ACÓRDÃO N.º 76/2006
Processo nº 160/2005
3ª Secção
Relatora: Conselheira Maria dos Prazeres Pizarro Beleza
Acordam, em conferência, na 3ª Secção do Tribunal Constitucional:
1. A fls. 128, foi proferido despacho julgando extinto o recurso de constitucionalidade, nos termos conjugados do disposto nos artigos 69º, 78º-B, n.º 1 e 83º, n.º 1, da Lei nº 28/82, de 15 de Novembro, e 33º do Código de Processo Civil.
Vem agora o recorrente, A., reclamar para a conferência, ao abrigo do disposto no nº 2 do artigo 78º-B da Lei nº 28/82.
Requer, todavia, "que seja decretada a suspensão da instância no presente processo, até à decisão final no Proc. n.º 213/2002 do Tribunal Administrativo e Fiscal do Porto".
Notificada para o efeito, o recorrido, o Director da Repartição de Finanças de Viseu, não respondeu.
2. Não se toma conhecimento do pedido de suspensão da instância porque o requerimento não vem subscrito por advogado.
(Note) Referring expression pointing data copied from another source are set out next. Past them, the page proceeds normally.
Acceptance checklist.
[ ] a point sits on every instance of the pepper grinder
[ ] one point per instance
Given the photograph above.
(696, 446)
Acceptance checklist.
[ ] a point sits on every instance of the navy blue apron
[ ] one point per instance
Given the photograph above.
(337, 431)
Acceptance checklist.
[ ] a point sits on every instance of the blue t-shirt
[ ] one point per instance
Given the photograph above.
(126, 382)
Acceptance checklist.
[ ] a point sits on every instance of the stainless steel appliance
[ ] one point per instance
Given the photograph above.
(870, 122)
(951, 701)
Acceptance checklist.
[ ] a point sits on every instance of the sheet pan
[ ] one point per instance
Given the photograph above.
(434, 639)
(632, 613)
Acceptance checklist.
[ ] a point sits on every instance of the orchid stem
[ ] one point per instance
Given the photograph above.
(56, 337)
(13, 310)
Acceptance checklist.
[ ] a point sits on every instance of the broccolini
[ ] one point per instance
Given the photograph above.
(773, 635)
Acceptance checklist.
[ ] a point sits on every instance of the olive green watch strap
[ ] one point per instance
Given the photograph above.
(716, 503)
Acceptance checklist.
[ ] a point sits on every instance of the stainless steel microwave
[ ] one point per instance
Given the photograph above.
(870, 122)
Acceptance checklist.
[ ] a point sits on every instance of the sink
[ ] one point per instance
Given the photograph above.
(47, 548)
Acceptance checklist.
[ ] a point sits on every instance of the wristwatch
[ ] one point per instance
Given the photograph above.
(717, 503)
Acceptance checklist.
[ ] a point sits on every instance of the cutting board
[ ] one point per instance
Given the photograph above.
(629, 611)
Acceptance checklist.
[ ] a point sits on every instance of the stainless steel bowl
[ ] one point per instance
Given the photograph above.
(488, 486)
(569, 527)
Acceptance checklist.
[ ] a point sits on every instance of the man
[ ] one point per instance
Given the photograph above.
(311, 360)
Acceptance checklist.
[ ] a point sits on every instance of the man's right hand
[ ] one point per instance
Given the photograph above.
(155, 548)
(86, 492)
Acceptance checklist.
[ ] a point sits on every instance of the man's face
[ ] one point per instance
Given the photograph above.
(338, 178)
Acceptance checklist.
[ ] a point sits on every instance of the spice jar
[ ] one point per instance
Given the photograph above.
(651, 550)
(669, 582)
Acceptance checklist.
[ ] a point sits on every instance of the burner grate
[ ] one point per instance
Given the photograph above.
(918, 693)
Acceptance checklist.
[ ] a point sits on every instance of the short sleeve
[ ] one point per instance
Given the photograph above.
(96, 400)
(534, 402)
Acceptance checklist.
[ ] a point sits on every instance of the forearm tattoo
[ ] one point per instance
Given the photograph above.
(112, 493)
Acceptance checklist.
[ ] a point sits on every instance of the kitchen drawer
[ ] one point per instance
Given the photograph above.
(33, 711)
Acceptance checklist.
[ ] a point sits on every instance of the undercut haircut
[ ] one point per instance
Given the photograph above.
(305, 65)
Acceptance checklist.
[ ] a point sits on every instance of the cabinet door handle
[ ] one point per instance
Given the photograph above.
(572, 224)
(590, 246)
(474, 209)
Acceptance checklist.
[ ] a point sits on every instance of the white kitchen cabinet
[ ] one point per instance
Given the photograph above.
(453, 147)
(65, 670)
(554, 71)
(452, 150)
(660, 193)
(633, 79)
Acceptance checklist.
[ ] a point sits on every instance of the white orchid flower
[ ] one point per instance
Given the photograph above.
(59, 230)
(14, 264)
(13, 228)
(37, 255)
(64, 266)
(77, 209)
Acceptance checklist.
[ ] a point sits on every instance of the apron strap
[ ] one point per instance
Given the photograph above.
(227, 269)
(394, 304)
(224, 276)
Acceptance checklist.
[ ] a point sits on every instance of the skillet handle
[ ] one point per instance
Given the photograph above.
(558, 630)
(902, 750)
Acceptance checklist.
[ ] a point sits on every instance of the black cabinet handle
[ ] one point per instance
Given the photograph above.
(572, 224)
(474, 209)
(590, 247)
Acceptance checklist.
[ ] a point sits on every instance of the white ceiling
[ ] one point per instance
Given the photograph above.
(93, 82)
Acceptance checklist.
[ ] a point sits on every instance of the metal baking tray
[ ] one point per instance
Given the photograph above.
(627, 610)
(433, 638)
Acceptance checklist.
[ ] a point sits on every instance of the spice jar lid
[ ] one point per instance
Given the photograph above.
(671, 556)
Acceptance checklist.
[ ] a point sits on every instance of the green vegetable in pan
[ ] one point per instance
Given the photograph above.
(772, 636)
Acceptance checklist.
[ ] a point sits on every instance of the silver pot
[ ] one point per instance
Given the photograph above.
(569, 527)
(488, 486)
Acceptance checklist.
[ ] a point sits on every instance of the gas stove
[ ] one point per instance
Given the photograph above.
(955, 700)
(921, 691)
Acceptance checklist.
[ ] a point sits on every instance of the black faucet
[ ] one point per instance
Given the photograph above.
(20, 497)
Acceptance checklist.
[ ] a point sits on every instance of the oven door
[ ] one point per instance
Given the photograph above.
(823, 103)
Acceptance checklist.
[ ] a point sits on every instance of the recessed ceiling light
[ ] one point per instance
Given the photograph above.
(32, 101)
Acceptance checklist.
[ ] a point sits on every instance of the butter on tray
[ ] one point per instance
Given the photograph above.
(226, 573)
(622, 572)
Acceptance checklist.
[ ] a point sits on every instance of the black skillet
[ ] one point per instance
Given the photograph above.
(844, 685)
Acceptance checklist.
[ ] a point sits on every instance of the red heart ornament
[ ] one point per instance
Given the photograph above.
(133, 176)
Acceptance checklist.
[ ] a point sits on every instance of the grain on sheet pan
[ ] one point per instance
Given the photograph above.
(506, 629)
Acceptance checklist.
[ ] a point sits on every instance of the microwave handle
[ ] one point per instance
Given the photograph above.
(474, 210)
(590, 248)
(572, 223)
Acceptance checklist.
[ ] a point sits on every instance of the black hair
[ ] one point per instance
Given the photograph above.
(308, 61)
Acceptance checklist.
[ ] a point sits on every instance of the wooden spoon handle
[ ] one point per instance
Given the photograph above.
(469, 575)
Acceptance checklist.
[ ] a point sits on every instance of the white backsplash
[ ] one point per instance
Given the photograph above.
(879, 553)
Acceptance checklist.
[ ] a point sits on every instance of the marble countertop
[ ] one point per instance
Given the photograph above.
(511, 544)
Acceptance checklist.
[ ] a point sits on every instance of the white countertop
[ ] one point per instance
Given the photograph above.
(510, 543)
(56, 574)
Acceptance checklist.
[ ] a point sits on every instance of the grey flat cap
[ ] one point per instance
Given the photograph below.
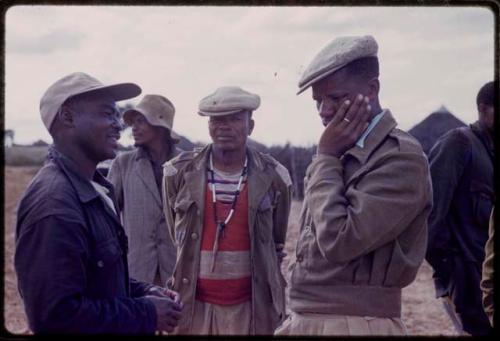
(79, 83)
(157, 110)
(228, 100)
(337, 54)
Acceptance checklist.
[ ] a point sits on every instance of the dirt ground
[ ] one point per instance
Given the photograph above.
(421, 313)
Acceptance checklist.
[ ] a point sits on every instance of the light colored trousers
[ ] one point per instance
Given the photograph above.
(326, 324)
(214, 319)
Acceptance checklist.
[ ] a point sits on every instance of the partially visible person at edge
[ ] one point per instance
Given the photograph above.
(461, 164)
(137, 176)
(487, 283)
(71, 250)
(227, 208)
(363, 224)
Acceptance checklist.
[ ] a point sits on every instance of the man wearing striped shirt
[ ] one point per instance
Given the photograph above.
(227, 207)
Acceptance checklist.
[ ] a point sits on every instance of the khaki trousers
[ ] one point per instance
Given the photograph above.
(326, 324)
(214, 319)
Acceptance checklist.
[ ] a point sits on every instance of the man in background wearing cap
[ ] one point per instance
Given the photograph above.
(137, 176)
(71, 250)
(367, 198)
(227, 209)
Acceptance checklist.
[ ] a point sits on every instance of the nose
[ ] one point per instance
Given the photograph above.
(325, 110)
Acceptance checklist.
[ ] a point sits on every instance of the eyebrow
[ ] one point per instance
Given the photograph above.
(109, 106)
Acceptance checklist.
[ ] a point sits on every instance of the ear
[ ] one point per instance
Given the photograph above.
(373, 87)
(481, 109)
(251, 124)
(66, 116)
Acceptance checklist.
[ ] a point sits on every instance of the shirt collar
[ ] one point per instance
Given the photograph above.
(361, 141)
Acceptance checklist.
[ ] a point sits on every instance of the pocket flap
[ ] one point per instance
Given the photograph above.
(107, 253)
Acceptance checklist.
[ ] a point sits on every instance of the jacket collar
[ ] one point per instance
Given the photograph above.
(258, 180)
(487, 141)
(386, 124)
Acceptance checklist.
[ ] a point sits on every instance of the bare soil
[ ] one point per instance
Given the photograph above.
(422, 313)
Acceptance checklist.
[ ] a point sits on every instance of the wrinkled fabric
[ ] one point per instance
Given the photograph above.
(461, 165)
(269, 195)
(363, 227)
(151, 250)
Quanto à reclamação da decisão de julgar extinta a instância do recurso de constitucionalidade, cumpre apenas dizer que, não tendo o reclamante constituído mandatário, resta ao Tribunal confirmar o despacho reclamado.
Assim, indefere-se a reclamação, confirmando-se o despacho que julgou extinto o recurso de constitucionalidade.
Custas pelo reclamante, fixando-se a taxa de justiça em 20 UCs.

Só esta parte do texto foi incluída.